此probe函数获取物理IO空间,通过request_mem_region和ioremap等操作物理地址转换成内核中的虚拟地址,初始化I2C控制器,通过platform_get_irq或platform_get_resource得到设备的中断号以后,就可以调用request_irq函数来向系统注册中断,并将此I2C控制器添加到系统中。
8.6 操作设备
进行了platform_device_register 和platform_driver_register后,驱动的相应信息就出现在sys目录的相应文件夹下,然后,我们该如何调用设备呢??怎么对设备进行打开读写等操作呢???

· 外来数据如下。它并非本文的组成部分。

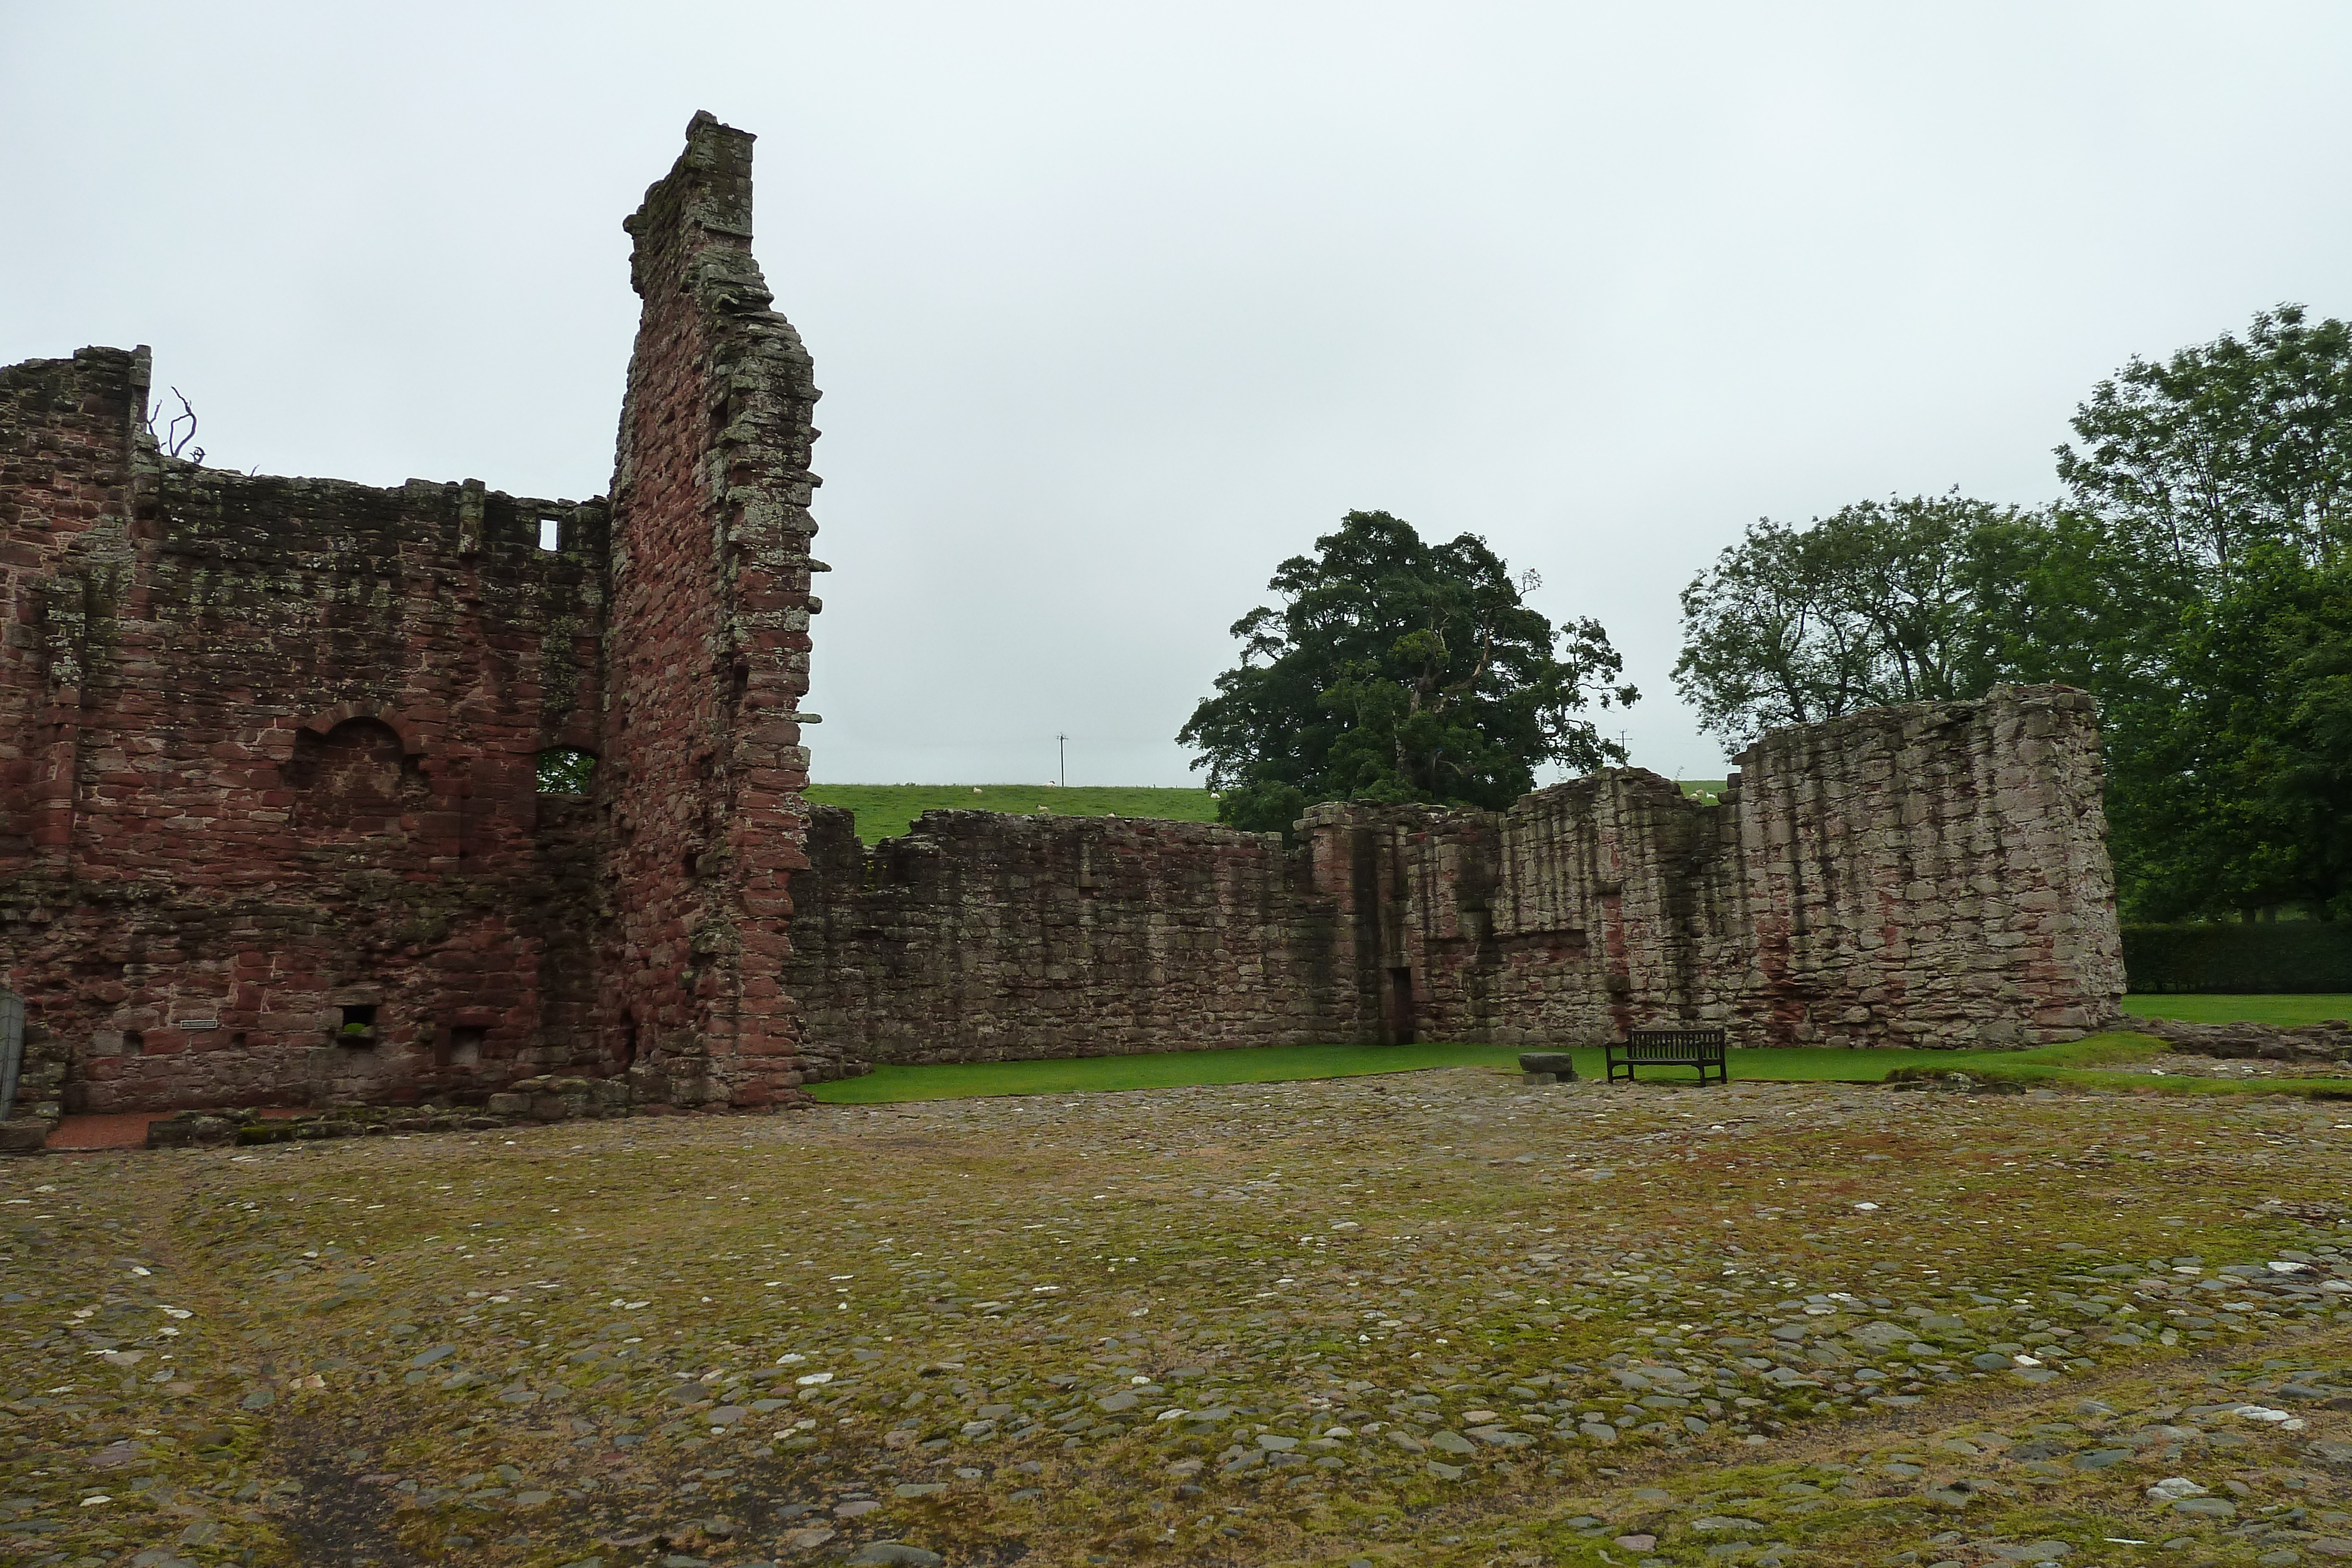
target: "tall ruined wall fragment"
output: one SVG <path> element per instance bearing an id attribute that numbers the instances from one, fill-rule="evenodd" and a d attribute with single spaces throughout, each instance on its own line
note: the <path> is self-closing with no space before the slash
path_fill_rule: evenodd
<path id="1" fill-rule="evenodd" d="M 1741 940 L 1724 1000 L 1759 1043 L 2027 1044 L 2119 1011 L 2086 693 L 1876 708 L 1738 762 L 1709 895 Z"/>
<path id="2" fill-rule="evenodd" d="M 600 1000 L 640 1086 L 680 1104 L 803 1075 L 779 966 L 807 864 L 817 391 L 751 259 L 751 140 L 697 115 L 627 225 L 645 305 L 613 477 Z"/>
<path id="3" fill-rule="evenodd" d="M 1328 900 L 1272 833 L 927 811 L 869 851 L 819 808 L 785 984 L 871 1061 L 1335 1038 Z"/>

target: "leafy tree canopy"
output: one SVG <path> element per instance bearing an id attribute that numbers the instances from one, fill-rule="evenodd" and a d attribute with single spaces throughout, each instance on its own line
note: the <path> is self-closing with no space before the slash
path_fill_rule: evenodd
<path id="1" fill-rule="evenodd" d="M 2352 907 L 2352 570 L 2249 549 L 2165 647 L 2165 678 L 2105 710 L 2132 912 Z"/>
<path id="2" fill-rule="evenodd" d="M 2083 687 L 2129 915 L 2352 911 L 2352 327 L 2281 306 L 2134 360 L 2073 423 L 2057 506 L 1757 524 L 1685 591 L 1677 683 L 1733 739 Z"/>
<path id="3" fill-rule="evenodd" d="M 2126 908 L 2352 909 L 2352 327 L 2282 305 L 2135 359 L 2074 429 L 1996 620 L 2018 677 L 2103 701 Z"/>
<path id="4" fill-rule="evenodd" d="M 1985 678 L 1969 542 L 2014 508 L 1956 494 L 1769 517 L 1683 590 L 1675 684 L 1734 740 L 1857 708 L 1974 695 Z"/>
<path id="5" fill-rule="evenodd" d="M 596 759 L 570 747 L 552 746 L 539 754 L 539 792 L 542 795 L 585 795 L 596 777 Z"/>
<path id="6" fill-rule="evenodd" d="M 1538 764 L 1624 758 L 1589 719 L 1639 694 L 1599 622 L 1554 628 L 1510 569 L 1464 534 L 1424 541 L 1349 512 L 1267 585 L 1279 608 L 1234 622 L 1241 661 L 1177 735 L 1219 792 L 1221 821 L 1286 830 L 1324 800 L 1499 809 Z"/>
<path id="7" fill-rule="evenodd" d="M 2184 597 L 2263 546 L 2317 561 L 2352 532 L 2352 326 L 2300 305 L 2101 382 L 2058 448 L 2074 506 Z"/>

Platform总线只是为了方便管理挂接在CPU总线上的设备,与用户空间的交互,如读写还是需要利用file_operations。当然如果此platform设备无需和用户空间交互,则无需file_operations实例。
对于I2C总线来说,其file_operations如下:
478static const struct file_operations i2cdev_fops = {
479 .owner = THIS_MODULE,
480 .llseek = no_llseek,
481 .read = i2cdev_read,
482 .write = i2cdev_write,
483 .ioctl = i2cdev_ioctl,
484 .open = i2cdev_open,
485 .release = i2cdev_release,
486};
其和platform bus的区别在于,platform bus提供机制访问I2C 控制器本身的资源,而I2C总线提供访问I2C 控制器上挂接的I2C设备的机制。